Turcos, le jasmin et la boue

BD de TAREK (texte) et Batist PAYEN (dessin)

Qu'Allah nous protège de la folie des hommes !

Tartamudo, 2011, 62 p.
Tartamudo, 2011, 62 p.

Basé sur les parcours de l'arrière-grand-père de Kamel Mouellef, et de son arrière grand-oncle, Turcos nous raconte tout d'abord une histoire d'hommes, des poilus qui ont combattu dans les tranchées, loin de chez eux, pour une Mère Patrie que la plupart ne connaissaient pas avant d'arriver sur le sol de France.

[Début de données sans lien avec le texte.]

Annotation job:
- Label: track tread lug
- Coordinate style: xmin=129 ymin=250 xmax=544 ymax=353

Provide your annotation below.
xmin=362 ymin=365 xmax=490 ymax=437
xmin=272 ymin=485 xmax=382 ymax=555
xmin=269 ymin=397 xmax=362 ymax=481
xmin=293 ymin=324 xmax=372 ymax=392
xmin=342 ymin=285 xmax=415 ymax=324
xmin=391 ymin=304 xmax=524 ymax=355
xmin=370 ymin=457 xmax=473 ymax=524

À travers ces deux soldats sont évoqués le rôle et la place des combattants indigènes dans l'armée française avec l'idée de montrer et surtout de raconter des histoires personnelles (exclusivement fictives) sur un arrière-plan réel et historique, celui de la Première guerre mondiale.

Mon avis :

Je prends enfin le temps de lire cette bande dessinée que j'ai au CDI depuis plusieurs années et qui aborde la Grande Guerre du point de vue des tirailleurs algériens, les "Turcos". Comme l'indique la partie documentaire en fin d'album, riche en photographies d'époque, ces soldats doivent leur surnom aux Russes qui, lors de la campagne de Crimée (1854-1856) les ont confondus avec des Turcs à cause de leur uniforme oriental.

 

Dès le départ, on a le sentiment que ces tirailleurs venus d'Algérie pour renforcer les régiments constituent de la chair à canon. On ne leur donne que des missions dangereuses: "On a pris position pour contenir l'avancée allemande et permettre au reste de l'armée de se replier", "Notre sacrifice permettra de lui donner du temps", "On doit prendre d'assaut la mitrailleuse qui se trouve derrière le grand arbre", etc. Le récit contraste entre les ordres officiels venus du général Joffre ("Une troupe devra, coûte que coûte, garder le terrain conquis et se faire tuer plutôt que de reculer") et la réalité du terrain où "nous étions en enfer" et où les pertes humaines sont nombreuses ("On a perdu des copains, beaucoup").

 

Si les Algériens sont parfois victimes de racisme ("Hé, l'Arabe!"), tout soldat comprend rapidement qu'au milieu de cette boucherie, il faut être solidaire pour espérer survivre. Les scènes de combat sont très réussies, à la fois réalistes et touchantes ("Un nouveau carnage") et il y a un vrai travail sur les couleurs qui varient en fonction des épisodes. L'histoire (vraie) est basée sur la vie de Alouache Ahmed Saïd Ben Hadj, incorporé au 11e Régiment de Tirailleurs de Constantine, mais elle est racontée du point de vue de son camarade Ben Slimane (j'ai eu du mal à identifier les différents protagonistes). Le récit n'est pas forcément dans l'ordre chronologique, ce qui le rend parfois confus. Mais il donne un bon aperçu de cette guerre meurtrière dont le bilan humain, comme l'indique la dernière planche, fut terrible pour tous, quelle que soit son origine.